Paul Ryan joins Mitch McConnell in politicizing the Supreme Court.
Paul Ryan took what by nearly every count was an "extraordinary" step Thursday—a vote that authorizes him to file a friend-of-the-court brief on behalf of the House in the Supreme Court case challenging President Obama's immigration actions, United States v. Texas. That brief will now speak for 186 congressional members who voted against it, including five GOP members who voted against it.
Passage fell along party lines by a 234-186 vote. [...]
The unprecedented move will insert the House into one of the most hotly contested Supreme Court cases in the middle of the presidential campaign.
The vote also means that Paul Ryan has really picked up right where John Boehner left off—hewing to the nativist crowd in the House. By the count of the immigration group America's Voice, it was the eighth anti-immigrant vote taken by the 114th Congress, seeds that were sown in the very first weeks of its inception. Ryan could have opted to do what Democrats did, simply file an amicus brief that GOP members could sign on to if they so chose. As Illinois Democrat Rep. Luis Gutiérrez noted in his floor speech.
If Republicans are so secure in the validity of their arguments, they should write the brief and submit it to the Supreme Court, just as 225 Democrats did last week.

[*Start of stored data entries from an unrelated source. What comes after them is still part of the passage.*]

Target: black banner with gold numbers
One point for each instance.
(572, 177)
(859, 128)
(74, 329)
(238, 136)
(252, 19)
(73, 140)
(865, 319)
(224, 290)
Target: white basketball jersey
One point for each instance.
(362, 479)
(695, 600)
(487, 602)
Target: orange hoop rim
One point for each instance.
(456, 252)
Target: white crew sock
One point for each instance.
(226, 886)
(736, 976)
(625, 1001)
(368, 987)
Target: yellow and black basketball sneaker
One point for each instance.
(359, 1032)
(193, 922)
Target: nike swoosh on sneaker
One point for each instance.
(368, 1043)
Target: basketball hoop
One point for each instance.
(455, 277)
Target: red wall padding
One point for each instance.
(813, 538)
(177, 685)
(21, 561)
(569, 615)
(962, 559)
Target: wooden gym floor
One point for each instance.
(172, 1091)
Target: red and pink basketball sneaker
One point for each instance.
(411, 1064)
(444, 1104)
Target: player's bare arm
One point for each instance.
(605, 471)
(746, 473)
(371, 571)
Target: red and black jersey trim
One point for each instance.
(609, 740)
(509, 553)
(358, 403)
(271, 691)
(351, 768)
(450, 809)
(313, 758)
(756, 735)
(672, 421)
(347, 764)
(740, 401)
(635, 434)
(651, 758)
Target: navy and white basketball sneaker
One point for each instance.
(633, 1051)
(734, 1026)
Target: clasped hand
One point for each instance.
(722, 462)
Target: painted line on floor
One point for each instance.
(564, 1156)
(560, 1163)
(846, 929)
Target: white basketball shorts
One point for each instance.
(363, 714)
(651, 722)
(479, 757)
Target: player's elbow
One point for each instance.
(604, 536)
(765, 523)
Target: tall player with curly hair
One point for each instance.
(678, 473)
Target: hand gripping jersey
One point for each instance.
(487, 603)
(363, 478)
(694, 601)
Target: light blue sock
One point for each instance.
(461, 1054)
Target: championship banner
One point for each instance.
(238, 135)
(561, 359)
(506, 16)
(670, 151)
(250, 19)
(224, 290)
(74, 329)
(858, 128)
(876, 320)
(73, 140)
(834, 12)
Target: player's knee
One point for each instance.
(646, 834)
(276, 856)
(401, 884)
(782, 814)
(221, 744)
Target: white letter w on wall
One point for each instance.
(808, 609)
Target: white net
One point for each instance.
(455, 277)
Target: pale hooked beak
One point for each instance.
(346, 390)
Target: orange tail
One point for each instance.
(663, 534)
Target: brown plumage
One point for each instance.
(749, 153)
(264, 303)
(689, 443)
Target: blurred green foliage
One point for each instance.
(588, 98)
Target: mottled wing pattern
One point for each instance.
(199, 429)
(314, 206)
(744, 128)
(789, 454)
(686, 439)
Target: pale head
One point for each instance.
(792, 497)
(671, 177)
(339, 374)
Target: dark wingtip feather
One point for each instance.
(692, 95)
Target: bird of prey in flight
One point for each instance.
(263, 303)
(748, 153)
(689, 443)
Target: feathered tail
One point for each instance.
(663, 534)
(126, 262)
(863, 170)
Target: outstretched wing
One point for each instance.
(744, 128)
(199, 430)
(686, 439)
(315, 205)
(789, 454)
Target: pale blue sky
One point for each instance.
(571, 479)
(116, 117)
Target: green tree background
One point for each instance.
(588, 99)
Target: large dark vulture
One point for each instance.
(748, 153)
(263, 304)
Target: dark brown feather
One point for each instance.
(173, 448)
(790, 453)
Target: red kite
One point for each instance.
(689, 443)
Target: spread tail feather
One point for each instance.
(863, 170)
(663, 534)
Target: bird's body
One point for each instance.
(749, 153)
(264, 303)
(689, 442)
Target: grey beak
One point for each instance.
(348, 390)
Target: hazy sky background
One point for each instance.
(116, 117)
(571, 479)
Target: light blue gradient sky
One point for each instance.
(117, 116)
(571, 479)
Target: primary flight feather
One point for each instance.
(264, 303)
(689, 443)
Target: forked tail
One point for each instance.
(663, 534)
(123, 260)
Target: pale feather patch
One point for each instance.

And as dozens of business leaders and state and local legislators and Mayors have done.
The vote is a political stunt disguised as a legal brief because the Republican Majority sees a crass political opportunity to stand with the anti-immigration wing of their party.
So yeah, if we’re keeping track of who’s using their position to politicize the Supreme Court, Paul Ryan is taking his place right beside Mitch McConnell.